И пока не готов портрет (а дай Бог дяде Асгеру сил и времени!), много всего будет происходить с Кит – и, пожалуйста, не вертитесь, lille De, Вы художнику мешаете. А устали – терпите: оно и понятно, что сил искусство никому не прибавляет, если мы с Вами о настоящем искусстве, lille De: изнурительный, доложу я Вам, труд, письмо – поизнурительнее Вашего позирования.
Много всего происходить будет, значит. Вон уже сколько всего напроисходило за последние минут тридцать-сорок… она даже упустила что-то существенное, а что именно – никак не вспомнит, жалко. Ах, да вот же:
– Ку-урт, – довольно ему, в конце концов, в игры играть, не заигрался бы совсем! – ты что имел в виду, когда про мезонин говорил, откуда опять тема мезонина? Ку-урт?
А ответа сверху и не было.
И Кит разозлилась – насколько сумела, конечно. Потому что всякой глупости есть границы! И Курт не может сидеть просто так у себя наверху, время от времени себя тем или иным образом проявляя, – сидеть, значит, наверху и требовать от нее, чтобы она считала, будто он в Ютландии – что за домашний театр, ей-богу?
В гневе она просто взлетела на антресоль и требовательно постучала в дверь Курта.
– Курт, эта игра, которую ты придумал, она идиотская, я там, внизу, кофе сварила – да, на ночь, но ни тебе, ни мне не заснуть все равно…
А ответа все не было.
Кит осторожно приоткрыла дверь, приоткрыла чуть пошире и чуть пошире еще…
На втором этаже Курта не было.

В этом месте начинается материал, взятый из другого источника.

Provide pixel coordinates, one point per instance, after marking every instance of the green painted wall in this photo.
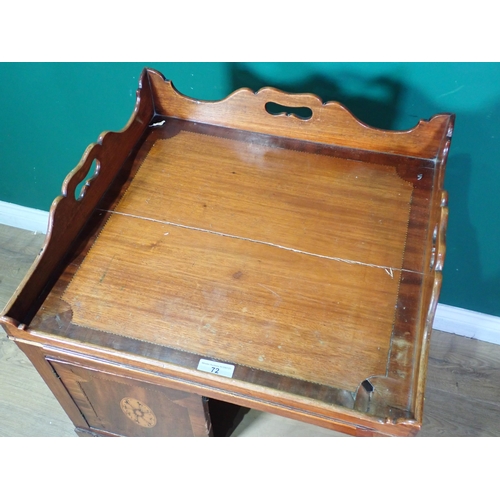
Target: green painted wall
(51, 112)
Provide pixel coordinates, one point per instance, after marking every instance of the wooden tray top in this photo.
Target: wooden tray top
(310, 265)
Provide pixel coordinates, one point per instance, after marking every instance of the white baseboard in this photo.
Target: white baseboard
(448, 318)
(21, 217)
(467, 323)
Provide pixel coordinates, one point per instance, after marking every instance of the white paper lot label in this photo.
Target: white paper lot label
(223, 369)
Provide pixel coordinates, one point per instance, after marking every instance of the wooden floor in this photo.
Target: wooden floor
(462, 396)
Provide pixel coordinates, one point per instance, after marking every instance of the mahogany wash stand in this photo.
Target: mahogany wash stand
(222, 257)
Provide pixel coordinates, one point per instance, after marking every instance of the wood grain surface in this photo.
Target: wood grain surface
(461, 397)
(230, 259)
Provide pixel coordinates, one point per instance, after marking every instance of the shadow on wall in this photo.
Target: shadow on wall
(399, 106)
(376, 113)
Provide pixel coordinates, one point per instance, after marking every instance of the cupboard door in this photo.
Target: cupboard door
(127, 407)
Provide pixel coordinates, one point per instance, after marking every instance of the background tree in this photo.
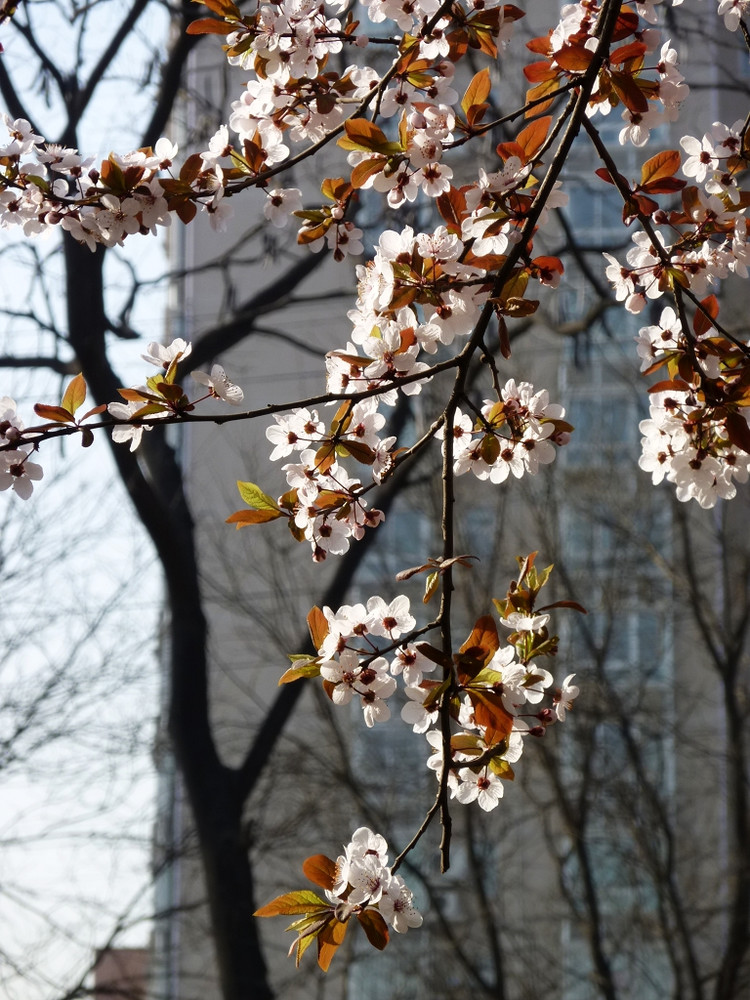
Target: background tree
(198, 758)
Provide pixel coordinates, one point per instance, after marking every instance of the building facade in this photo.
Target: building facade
(613, 868)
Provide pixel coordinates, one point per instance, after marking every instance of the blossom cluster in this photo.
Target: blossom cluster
(480, 762)
(364, 879)
(697, 432)
(350, 664)
(515, 434)
(16, 471)
(494, 706)
(324, 503)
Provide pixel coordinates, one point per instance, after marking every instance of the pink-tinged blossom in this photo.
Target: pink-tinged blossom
(397, 905)
(220, 386)
(414, 713)
(412, 664)
(123, 433)
(280, 204)
(18, 473)
(163, 355)
(565, 696)
(733, 11)
(390, 620)
(518, 622)
(484, 788)
(294, 433)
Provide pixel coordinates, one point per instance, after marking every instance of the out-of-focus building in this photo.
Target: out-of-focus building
(121, 974)
(611, 868)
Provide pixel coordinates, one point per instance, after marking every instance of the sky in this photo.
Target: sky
(80, 597)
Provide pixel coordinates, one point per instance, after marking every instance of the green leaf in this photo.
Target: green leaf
(74, 394)
(244, 517)
(57, 413)
(430, 586)
(255, 497)
(310, 668)
(301, 901)
(329, 939)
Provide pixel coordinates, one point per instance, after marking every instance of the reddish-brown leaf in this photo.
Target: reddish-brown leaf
(478, 90)
(320, 870)
(538, 72)
(629, 93)
(329, 939)
(301, 901)
(491, 716)
(738, 431)
(57, 413)
(633, 50)
(531, 139)
(574, 56)
(75, 394)
(665, 164)
(209, 26)
(701, 322)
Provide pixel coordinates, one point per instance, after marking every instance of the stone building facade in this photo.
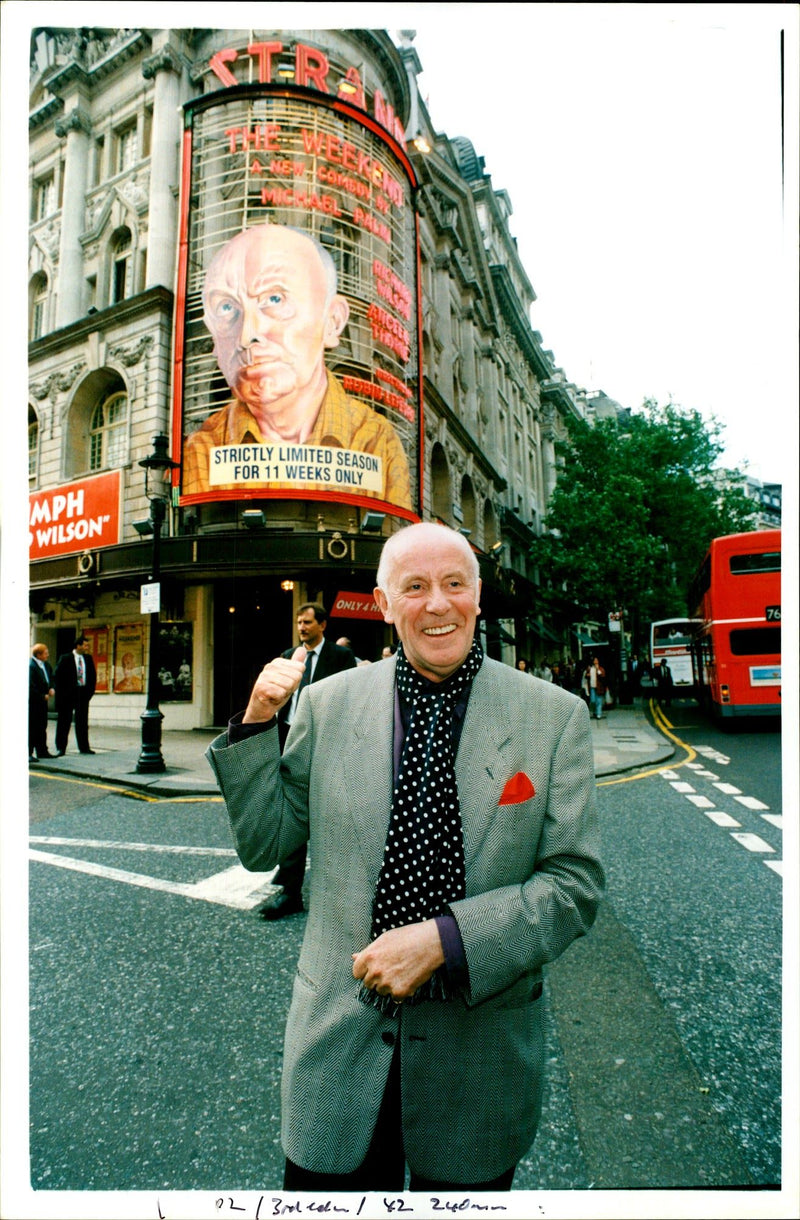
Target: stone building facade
(106, 129)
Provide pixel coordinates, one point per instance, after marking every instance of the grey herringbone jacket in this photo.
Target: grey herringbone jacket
(471, 1068)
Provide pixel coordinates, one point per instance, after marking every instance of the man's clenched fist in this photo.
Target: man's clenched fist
(275, 686)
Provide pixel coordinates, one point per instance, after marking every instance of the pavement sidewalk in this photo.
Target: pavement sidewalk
(623, 741)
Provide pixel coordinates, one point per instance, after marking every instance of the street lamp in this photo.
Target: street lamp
(150, 759)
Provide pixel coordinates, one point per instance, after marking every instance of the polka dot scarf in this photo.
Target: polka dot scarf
(423, 865)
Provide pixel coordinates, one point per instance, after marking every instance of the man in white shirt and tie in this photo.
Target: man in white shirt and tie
(76, 680)
(321, 660)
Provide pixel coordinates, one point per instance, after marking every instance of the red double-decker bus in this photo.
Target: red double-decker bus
(735, 594)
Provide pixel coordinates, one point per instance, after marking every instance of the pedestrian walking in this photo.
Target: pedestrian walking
(415, 1031)
(594, 678)
(321, 659)
(75, 681)
(665, 683)
(39, 689)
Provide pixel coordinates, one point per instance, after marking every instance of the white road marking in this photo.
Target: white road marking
(751, 803)
(721, 819)
(54, 841)
(753, 842)
(710, 753)
(234, 887)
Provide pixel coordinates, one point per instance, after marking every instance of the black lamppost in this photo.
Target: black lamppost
(150, 759)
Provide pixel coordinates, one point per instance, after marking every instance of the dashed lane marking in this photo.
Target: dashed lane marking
(116, 844)
(234, 887)
(751, 842)
(751, 803)
(745, 838)
(721, 819)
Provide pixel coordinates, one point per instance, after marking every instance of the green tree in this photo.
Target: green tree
(635, 505)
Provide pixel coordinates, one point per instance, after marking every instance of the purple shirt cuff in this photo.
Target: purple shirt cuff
(455, 959)
(239, 732)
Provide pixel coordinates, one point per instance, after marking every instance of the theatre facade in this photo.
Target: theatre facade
(211, 214)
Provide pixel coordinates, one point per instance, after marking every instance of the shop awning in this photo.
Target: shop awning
(496, 632)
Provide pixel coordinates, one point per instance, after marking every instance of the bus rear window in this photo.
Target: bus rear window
(768, 561)
(755, 642)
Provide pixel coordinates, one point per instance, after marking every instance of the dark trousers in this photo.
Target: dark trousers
(81, 709)
(384, 1166)
(37, 725)
(292, 870)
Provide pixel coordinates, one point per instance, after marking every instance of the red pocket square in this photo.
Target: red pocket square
(517, 789)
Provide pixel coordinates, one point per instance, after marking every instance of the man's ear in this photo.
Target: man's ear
(382, 602)
(337, 320)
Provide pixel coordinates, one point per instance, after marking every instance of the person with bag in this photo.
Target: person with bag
(594, 683)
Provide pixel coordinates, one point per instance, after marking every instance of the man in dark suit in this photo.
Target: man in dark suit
(76, 680)
(321, 660)
(39, 691)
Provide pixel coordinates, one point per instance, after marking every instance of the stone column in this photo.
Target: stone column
(164, 67)
(77, 128)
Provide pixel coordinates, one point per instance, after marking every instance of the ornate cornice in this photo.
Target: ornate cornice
(165, 60)
(76, 121)
(57, 382)
(132, 353)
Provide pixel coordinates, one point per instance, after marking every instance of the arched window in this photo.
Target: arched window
(38, 305)
(107, 433)
(468, 504)
(440, 484)
(121, 266)
(490, 533)
(33, 445)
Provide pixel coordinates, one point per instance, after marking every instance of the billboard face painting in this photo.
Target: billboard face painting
(296, 370)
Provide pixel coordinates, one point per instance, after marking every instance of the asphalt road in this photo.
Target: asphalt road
(157, 1007)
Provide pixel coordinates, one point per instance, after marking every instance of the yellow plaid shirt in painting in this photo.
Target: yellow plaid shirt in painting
(343, 422)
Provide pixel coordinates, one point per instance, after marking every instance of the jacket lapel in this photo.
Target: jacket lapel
(479, 763)
(368, 737)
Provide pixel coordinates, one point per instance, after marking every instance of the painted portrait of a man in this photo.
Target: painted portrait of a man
(272, 306)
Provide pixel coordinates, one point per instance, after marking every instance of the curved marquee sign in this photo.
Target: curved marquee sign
(296, 336)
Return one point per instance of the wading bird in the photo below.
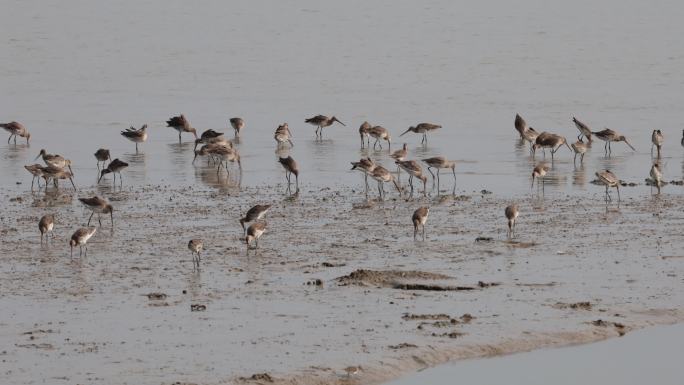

И ничто не говорило о его недавнем присутствии. «Никакого “сейчас” больше нет. И никакого “здесь” тоже нет», – тихонько повторила Кит и очень, очень, очень медленными шагами отправилась вниз. Внезапно опомнившись, она, вышла в прихожую и заперла-таки входную дверь изнутри – не от дяди Асгера, конечно: дядя Асгер, главный ужас ее жизни, теперь у нее в союзниках, а – так… мало ли кто, мало ли что. Тем более – все возможно, там все возможно – там-где-Курт и там-где-он, где бы они ни были. И – где бы они ни были – помоги им, Господи! При этом даже совершенно неважно, где находится она, хоть и по данному поводу никакой ясности нету в голове Кит. Однако собственное местоположение больше совсем ее не тревожит.
Но вот перед дядей Асгером стыдно – продолжает быть стыдно… маленькая Кит, семилетняя дрянь, ему всю жизнь поломала. Они потом дома с родителями о дяде Асгере словом не обмолвились – и никогда уже дядя Асгер не появлялся больше у них, да и на север Ютландии родители ездить перестали: так и не пришлось Кит еще хотя бы раз побывать в легендарном Скагене. Даже все картины дяди Асгера из дома исчезли, а на любое упоминание о дяде Асгере было наложено табу – и до определенного возраста Кит это даже нравилось, а в определенном возрасте – ужаснуло, поскольку… бедный дядя Асгер, что же о нем все подумали-то и как же он со всем этим справился?
Ознакомительная версия.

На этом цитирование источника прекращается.